The encounter itself was over almost instantly. There were sounds of a scampering retreat which ended beyond the garage, and, standing up at the window, Mel saw the gray shape of the winner come gliding back down the court. The cat stopped below him and seemed to turn up its head. For a moment, he felt it was staring both at him and at Miss Green, very much like a competent little tiger in the gusty, gray night; then it made a low, menacing sound and moved on out of sight. Apparently it hadn't yet forgotten its previous meeting with Miss Green.
Mel looked down at her. "Why should I be careful?"
There was a pause again, and what came then hardly seemed an answer to his question. The princess was very weak, Miss Green indicated; he might have to help.
He was still wondering about that—and wondering, too, whether he'd really had something like a warning from her—when a sudden wavering glare lit up the room behind them!

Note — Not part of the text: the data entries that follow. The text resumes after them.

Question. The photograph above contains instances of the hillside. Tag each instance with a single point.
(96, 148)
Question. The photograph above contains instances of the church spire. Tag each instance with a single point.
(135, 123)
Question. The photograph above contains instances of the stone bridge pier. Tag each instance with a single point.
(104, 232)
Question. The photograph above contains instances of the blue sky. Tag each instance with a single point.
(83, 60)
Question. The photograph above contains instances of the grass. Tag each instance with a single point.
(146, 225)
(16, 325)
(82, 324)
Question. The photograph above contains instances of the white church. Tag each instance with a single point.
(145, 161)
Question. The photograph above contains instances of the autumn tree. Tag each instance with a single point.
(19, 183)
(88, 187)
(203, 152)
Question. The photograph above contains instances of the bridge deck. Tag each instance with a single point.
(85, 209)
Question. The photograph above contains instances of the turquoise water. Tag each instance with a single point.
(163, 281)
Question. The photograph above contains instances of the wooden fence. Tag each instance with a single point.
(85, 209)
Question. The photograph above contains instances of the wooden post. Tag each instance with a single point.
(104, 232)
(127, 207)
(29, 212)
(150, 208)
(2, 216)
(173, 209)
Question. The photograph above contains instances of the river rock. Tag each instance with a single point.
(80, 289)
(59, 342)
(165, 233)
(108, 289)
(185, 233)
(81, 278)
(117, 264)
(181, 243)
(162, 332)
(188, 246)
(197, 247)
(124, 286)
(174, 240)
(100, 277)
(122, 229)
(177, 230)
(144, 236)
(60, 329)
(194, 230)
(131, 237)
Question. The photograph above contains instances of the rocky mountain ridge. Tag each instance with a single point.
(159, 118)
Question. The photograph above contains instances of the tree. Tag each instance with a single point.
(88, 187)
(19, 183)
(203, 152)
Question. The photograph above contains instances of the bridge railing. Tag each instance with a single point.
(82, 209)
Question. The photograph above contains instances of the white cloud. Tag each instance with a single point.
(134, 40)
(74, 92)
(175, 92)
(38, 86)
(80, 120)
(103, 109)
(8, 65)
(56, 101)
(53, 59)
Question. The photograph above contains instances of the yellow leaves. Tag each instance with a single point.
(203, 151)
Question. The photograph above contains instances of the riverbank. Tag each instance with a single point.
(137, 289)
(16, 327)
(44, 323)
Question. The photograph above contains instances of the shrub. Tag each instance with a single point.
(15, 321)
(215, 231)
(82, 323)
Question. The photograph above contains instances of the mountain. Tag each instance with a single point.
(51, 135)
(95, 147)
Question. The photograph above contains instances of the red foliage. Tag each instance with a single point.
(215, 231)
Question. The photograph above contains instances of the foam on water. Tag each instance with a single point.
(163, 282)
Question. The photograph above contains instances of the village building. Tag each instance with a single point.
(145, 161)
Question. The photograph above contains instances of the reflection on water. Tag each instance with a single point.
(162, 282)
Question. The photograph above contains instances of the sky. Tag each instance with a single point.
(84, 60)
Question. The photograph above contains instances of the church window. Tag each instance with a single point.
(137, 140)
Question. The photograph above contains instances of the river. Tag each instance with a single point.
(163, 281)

For a moment, he thought the fireball was inside the building. But the light was pouring in through the living room window; its source was in the opposite court, out of his line of sight. There was a crackling, hissing sound, and the light faded.
Miss Green came darting at him. Mel put his hand up instinctively and felt her thrust the basket into it. Almost instantly, she had picked up the princess and was outside the screen—
Then the cat attacked from below in a silent, terrible leap, a long, twisting shadow in the air, and they seemed to drop out of sight together.
Mel was out in the court, staring wildly around. In the swimming grayness nothing stirred or made sound. A cool, moist wind thrust at his face and faded. Except for the toy basket of twigs in his hand, he might have been awakening from a meaningless dream.
Then a lurid round of light like a big, wavering moon came out over the top of the building, and a sharp humming sound drove down through the air at him. Instinctively again, he held out the basket and felt it plucked away. He thought it was Miss Green, but the shape had come and gone much too swiftly to be sure of that.